En hors-d’œuvre, j’ai commandé des radis nains avec une espèce de calmar d’élevage. Anne et Scott ont pris tous deux le ragoût de baudroie aux violettes. Courtney a failli s’endormir au moment de consulter la carte, mais avant qu’elle ne glisse de sa chaise, je l’ai attrapée par les épaules et l’ai remise d’aplomb, tandis que Anne commandait pour elle quelque chose de simple et de léger, du popcorn cajun, par exemple, ce qui n’était pas inscrit au menu, mais comme Anne connait Noj, le chef, il en a préparé une petite fournée... spécialement pour Courtney ! Scott et Anne insistaient pour que nous prenions tous une espèce de poisson rouge carbonisé mais saignant, une spécialité du Deck Chairs qui, par chance pour eux, figurait comme plat sur l’un des menus types que Jean m’avait préparés. Sinon, et s’ils avaient malgré tout insisté pour que je le commande, il y avait toutes les chances pour que cette nuit  – après Late Night with David Letterman —, j’eusse débarqué dans leur studio vers deux heures du matin, pour les massacrer à coups de hache, obligeant d’abord Anne à regarder Scott se vider de son sang par les plaies béantes de sa poitrine, après quoi j’aurais trouvé un moyen d’aller jusqu’à Exeter, où j’aurais renversé une pleine bouteille d’acide sur le visage de leur fils, avec ses yeux bridés et sa bouche en fermeture éclair. Notre serveuse est un petit trésor. Elle porte des escarpins à bride en lézard garnis de glands en fausses perles dorées. J’ai oublié de rapporter les cassettes au magasin de vidéo, ce soir, et je me maudis en silence, tandis que Scott commande deux grandes bouteilles de San Pellegrino.

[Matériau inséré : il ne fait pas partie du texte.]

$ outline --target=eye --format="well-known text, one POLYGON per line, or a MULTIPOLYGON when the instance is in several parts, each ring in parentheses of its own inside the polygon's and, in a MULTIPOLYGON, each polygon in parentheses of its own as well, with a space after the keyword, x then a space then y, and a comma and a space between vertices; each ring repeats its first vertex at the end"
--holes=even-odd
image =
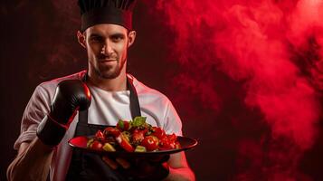
POLYGON ((100 37, 100 36, 91 36, 91 37, 90 38, 90 40, 91 42, 101 42, 101 41, 102 41, 102 37, 100 37))
POLYGON ((114 43, 119 43, 119 42, 122 41, 123 39, 124 39, 124 35, 122 35, 122 34, 115 34, 115 35, 111 36, 111 40, 114 43))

— C’est ce qu’on appelle la cuisine californienne classique, me dit Scott.

— Et si nous allions tous au Zeus Bar, la semaine prochaine ? propose Anne à Scott. Tu crois que nous aurions du mal à obtenir une table, vendredi ? Scott porte un pull en cashmere Paul Stuart, rayé rouge, violet et noir, un sarouel Ralph Lauren en velours côtelé et des mocassins de cuir Cole-Haan.

— Eh bien... pourquoi pas, dit-il.

— Ça, c’est une idée de génie, je suis bien contente, dit Anne, cueillant une petite violette sur son assiette et la reniflant, avant de la poser délicatement sur sa langue. Elle porte un pull rouge, violet et noir, en mohair tricoté à la main, Koos Van Den Akker Couture, et un pantalon Anne Klein, avec des ballerines de daim à bout ouvert.

Un serveur, et non pas la mignonne, se précipite sur nous pour prendre une deuxième commande d’apéritifs.

— J&B, sec, dis-je avant tout le monde.

Courtney commande du Champagne on the rocks, ce qui me consterne. « Oh, fait-elle, comme si quelque chose lui revenait soudain à l’esprit, pourrais-je avoir un zeste, avec ? »

— Un zeste de quoi ? fais-je avec humeur, sans pouvoir m’en empêcher. Laisse-moi deviner. De melon ? Et je me dis, bon Dieu, pourquoi n’as-tu pas rapporté ces putains de vidéos, Bateman, espèce d’abruti.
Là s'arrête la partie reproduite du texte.